ANNO 7 n° 347
Con una roncola in mano per minacciare chi gli aveva dato del rumeno
Condannato a 4 mesi di arresto
07/12/2017 - 08:46

BOMARZO – Con una roncola sotto casa di un suo coetaneo per regolare i conti. Per vendicare quell’offesa che troppe volte lo aveva visto ridicolizzato di fronte a tutti e lo aveva fatto sentire deriso.

''Sei un rumeno schifoso'' e L.M., nato a Bucarest, non ci sta più.

È il 9 luglio del 2014 e poco dopo la mezzanotte, decide di dare il ben servito a quel ragazzo. Si apposta sotto la sua palazzina con la macchina e al calare della notte entra in azione. Volto coperto da un berretto nero, si avvicina al giardino della villetta quadrifamigliare ed entra. ''Non si sa che intenzioni avesse – sottolinea il suo legale difensore – ma probabilmente voleva solo spaventare quella persona che in più di un’occasione lo aveva umiliato''.

Peccato che il giovane L.M. non abbia fatto i conti con l’insonnia di una vicina di casa: ''La chiamata in caserma è arrivata intorno a mezzanotte.

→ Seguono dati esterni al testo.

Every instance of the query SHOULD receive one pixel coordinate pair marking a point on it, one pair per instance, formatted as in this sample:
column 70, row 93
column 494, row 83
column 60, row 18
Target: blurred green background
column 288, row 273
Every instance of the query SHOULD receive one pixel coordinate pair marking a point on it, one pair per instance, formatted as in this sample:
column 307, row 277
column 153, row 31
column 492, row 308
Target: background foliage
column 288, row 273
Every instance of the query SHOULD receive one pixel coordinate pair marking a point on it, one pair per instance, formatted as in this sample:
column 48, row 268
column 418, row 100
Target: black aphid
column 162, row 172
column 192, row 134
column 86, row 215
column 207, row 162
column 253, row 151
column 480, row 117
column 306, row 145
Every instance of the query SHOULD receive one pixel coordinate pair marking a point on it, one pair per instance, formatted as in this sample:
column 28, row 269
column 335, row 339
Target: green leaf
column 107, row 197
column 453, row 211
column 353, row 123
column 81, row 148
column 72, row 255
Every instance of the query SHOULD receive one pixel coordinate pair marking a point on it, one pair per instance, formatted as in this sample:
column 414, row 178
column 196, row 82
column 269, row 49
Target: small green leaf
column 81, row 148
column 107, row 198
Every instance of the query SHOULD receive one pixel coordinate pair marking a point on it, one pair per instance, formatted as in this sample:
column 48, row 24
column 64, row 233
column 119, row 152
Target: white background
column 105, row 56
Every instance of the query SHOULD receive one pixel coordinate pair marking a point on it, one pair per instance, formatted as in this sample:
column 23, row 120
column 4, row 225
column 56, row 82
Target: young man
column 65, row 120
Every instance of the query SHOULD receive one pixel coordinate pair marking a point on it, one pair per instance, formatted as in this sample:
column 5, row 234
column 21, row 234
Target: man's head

Una donna dichiarava di aver visto un uomo incappucciato entrare nella villetta di fronte alla sua finestra. Pensava fosse un ladro. Siamo intervenuti immediatamente''.

Sospetti che poi si sono rivelati reali: ''Nel giardino c’era davvero qualcuno: per fermarlo e bloccarlo, abbiamo dovuto sparare in aria'' ricorda il Carabiniere. Quindi l’arresto del giovane e la denuncia per porto abusivo di armi. Ieri la sentenza: per L.M. una condanna a 4 mesi di arresto e 800 euro di multa.